Blink reflex involves trigeminal sensory input, and seventh cranial nerve output. Bite dysfunction can cause altered trigeminal sensory input and thus cause abnormal blink reflex (supported by published literature and case histories in my practice). This close connection with the trigeminal has been overlooked in all the articles I have found on Parkinson’s and blink reflex; most articles assume that the blink reflex defect is caused by dysfunction within the brain stem.
Blink reflex defect is also associated with ALS and scleraderma. I am currently writing an article hypothesizing that bite therapy will likely be effective at reversing ALS.
Today a patient told me of a relative who was recently diagnosed with Parkinson’s, but also has lymphoma. These two conditions together increase the likelihood that the cause of both is a bite problem. When the bite is off it affects the reticular formation (hence tremor) and it causes elevated “substance P” with consequently altered blood formation.
Many case histories have shown that jaw malalignment can cause a wide spectrum of movement disorders: trigger finger, blink reflex, torticollis, scoliosis, poor gait, weak limbs, etc. Some of these case histories have also shown that dystonia is but another form of movement dysfunction often caused by jaw malalignment. That came to light this week when I examined a new patient with a Parkinson’s diagnosis. Her primary symptom was not tremor, but moderately severe dystonia. She could not sit in the exam chair without considerable twisting, turning, and head movement. When I propped her jaw open with bite material her dystonia immediately ceased by over 90%. Hence, once again the traditional Parkinson’s model based on neurotransmitter imbalances has failed to explain another aspect of the disease.
TMJ manifests as a lot of different conditions, from mild to life threatening. One area that is often overlooked is the effect of a poor aligned jaw on elder persons.
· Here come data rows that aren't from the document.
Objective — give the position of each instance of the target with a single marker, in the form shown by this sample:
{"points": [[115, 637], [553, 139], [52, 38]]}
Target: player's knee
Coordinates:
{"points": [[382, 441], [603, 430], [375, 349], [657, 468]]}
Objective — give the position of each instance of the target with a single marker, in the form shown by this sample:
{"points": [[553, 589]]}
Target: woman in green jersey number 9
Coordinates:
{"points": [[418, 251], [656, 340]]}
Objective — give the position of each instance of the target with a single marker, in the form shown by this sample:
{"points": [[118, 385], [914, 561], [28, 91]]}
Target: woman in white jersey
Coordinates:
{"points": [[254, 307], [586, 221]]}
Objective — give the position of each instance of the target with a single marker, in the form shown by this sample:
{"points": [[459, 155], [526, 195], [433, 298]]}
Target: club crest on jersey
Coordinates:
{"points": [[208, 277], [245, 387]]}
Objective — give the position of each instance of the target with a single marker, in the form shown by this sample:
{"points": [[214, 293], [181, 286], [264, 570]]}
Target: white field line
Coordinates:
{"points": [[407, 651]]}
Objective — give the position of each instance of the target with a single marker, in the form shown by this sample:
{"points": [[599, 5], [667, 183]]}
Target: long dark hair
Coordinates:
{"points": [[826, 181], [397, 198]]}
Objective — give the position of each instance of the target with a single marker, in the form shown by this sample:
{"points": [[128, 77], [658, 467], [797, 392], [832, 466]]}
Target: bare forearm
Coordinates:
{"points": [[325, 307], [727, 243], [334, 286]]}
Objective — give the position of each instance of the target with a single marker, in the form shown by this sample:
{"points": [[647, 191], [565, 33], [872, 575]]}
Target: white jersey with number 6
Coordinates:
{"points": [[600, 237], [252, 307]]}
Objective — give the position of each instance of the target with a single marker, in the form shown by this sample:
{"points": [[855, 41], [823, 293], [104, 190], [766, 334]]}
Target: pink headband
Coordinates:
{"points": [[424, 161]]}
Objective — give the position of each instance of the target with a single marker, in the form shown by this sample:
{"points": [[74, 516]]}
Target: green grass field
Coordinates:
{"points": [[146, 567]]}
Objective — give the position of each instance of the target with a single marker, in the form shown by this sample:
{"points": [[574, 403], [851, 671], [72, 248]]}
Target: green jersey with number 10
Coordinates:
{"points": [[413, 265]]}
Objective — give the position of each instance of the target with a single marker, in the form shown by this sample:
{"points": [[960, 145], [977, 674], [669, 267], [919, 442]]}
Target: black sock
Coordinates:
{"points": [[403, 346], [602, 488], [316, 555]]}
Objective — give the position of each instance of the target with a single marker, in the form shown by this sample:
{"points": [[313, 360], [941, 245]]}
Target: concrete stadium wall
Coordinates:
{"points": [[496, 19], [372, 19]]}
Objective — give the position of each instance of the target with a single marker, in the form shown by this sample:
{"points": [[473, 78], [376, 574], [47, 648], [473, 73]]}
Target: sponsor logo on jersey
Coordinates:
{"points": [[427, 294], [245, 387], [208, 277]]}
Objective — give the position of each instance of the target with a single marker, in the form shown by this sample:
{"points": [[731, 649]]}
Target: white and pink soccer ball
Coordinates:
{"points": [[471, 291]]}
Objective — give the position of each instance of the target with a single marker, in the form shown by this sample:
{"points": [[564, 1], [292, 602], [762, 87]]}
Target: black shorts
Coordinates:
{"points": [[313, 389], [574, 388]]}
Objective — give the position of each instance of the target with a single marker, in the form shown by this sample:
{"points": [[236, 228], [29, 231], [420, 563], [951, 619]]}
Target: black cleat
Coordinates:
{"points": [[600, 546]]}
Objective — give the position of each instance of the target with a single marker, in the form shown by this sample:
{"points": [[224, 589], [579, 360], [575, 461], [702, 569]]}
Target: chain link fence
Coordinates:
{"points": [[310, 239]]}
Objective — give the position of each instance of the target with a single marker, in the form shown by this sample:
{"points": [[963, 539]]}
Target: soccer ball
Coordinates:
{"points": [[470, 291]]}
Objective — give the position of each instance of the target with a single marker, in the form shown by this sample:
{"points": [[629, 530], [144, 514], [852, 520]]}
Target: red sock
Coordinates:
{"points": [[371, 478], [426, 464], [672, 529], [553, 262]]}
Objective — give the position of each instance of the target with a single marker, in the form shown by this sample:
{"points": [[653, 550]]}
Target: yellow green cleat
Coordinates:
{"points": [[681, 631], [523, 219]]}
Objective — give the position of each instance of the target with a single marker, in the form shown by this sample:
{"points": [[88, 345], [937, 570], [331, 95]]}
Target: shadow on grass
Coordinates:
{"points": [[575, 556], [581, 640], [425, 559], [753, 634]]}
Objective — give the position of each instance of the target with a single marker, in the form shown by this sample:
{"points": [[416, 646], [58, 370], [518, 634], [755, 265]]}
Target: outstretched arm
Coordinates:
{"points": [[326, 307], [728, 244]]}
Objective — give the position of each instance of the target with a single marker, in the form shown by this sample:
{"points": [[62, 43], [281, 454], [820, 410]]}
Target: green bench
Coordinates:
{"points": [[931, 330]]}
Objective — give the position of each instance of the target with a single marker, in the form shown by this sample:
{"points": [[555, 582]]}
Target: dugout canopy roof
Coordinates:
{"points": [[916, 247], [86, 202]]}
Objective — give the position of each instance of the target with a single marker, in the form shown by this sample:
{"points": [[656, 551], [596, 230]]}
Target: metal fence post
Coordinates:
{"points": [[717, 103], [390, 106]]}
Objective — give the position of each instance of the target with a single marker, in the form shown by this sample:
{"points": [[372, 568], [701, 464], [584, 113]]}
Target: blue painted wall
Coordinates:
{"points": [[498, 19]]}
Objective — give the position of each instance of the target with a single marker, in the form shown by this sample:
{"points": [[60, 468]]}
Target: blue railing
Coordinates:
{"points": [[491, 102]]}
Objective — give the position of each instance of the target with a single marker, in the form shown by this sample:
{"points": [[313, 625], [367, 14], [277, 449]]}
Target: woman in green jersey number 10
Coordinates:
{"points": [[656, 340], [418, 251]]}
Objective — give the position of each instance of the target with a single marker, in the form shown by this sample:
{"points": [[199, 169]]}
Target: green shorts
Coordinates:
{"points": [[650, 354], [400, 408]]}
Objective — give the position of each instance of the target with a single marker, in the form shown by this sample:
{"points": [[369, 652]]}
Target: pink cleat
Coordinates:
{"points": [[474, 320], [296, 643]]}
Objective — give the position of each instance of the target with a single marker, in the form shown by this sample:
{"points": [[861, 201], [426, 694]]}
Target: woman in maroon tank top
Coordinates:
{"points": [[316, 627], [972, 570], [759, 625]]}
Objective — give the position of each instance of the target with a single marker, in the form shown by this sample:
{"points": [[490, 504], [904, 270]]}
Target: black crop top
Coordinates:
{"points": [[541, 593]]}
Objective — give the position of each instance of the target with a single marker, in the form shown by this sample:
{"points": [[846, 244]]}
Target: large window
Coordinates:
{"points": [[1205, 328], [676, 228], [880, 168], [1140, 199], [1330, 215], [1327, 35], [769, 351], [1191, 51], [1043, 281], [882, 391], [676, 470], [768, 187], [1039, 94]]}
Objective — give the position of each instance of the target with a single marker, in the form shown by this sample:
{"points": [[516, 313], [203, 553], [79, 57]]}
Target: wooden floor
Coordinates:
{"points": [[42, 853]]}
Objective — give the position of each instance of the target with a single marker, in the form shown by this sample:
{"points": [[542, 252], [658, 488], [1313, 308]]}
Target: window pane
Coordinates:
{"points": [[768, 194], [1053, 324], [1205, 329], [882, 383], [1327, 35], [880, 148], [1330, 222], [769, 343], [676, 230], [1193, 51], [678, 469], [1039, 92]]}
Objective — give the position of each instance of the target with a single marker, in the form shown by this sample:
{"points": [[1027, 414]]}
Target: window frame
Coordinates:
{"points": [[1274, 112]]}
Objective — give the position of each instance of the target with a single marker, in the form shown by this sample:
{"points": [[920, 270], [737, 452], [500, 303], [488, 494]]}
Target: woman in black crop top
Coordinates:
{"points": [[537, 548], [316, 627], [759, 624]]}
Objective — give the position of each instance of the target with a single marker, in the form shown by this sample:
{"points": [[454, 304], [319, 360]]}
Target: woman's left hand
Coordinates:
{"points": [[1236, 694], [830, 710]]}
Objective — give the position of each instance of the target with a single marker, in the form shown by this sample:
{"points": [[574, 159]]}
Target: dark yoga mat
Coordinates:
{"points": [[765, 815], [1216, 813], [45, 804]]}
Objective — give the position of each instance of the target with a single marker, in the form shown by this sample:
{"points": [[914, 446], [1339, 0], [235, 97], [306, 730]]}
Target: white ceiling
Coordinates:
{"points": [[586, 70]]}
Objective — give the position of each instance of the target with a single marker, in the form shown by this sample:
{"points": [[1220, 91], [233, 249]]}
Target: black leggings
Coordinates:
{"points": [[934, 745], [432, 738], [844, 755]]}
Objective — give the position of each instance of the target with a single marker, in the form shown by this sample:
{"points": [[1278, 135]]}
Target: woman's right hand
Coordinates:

This can be critical to quality of life. In some instances where the TMJ condition is affecting blood flow to the brain, it can be life threatening. The following article discusses many of the ways jaw malalgnment affects the elderly (Use_of_Jaw_Orthopedic_Therapy_in_an_Anti-aging regimen).
Long term disturbances in the trigeminal system are the cause of most forms of Parkinson’s. In most cases this is going to be due to jaw malalignment, though it could be other disturbances within the trigeminal system.
There is massive evidence within the medical literature that this is a valid hypothesis. I shall be presenting the evidence in support of this hypothesis over the next few months in this website.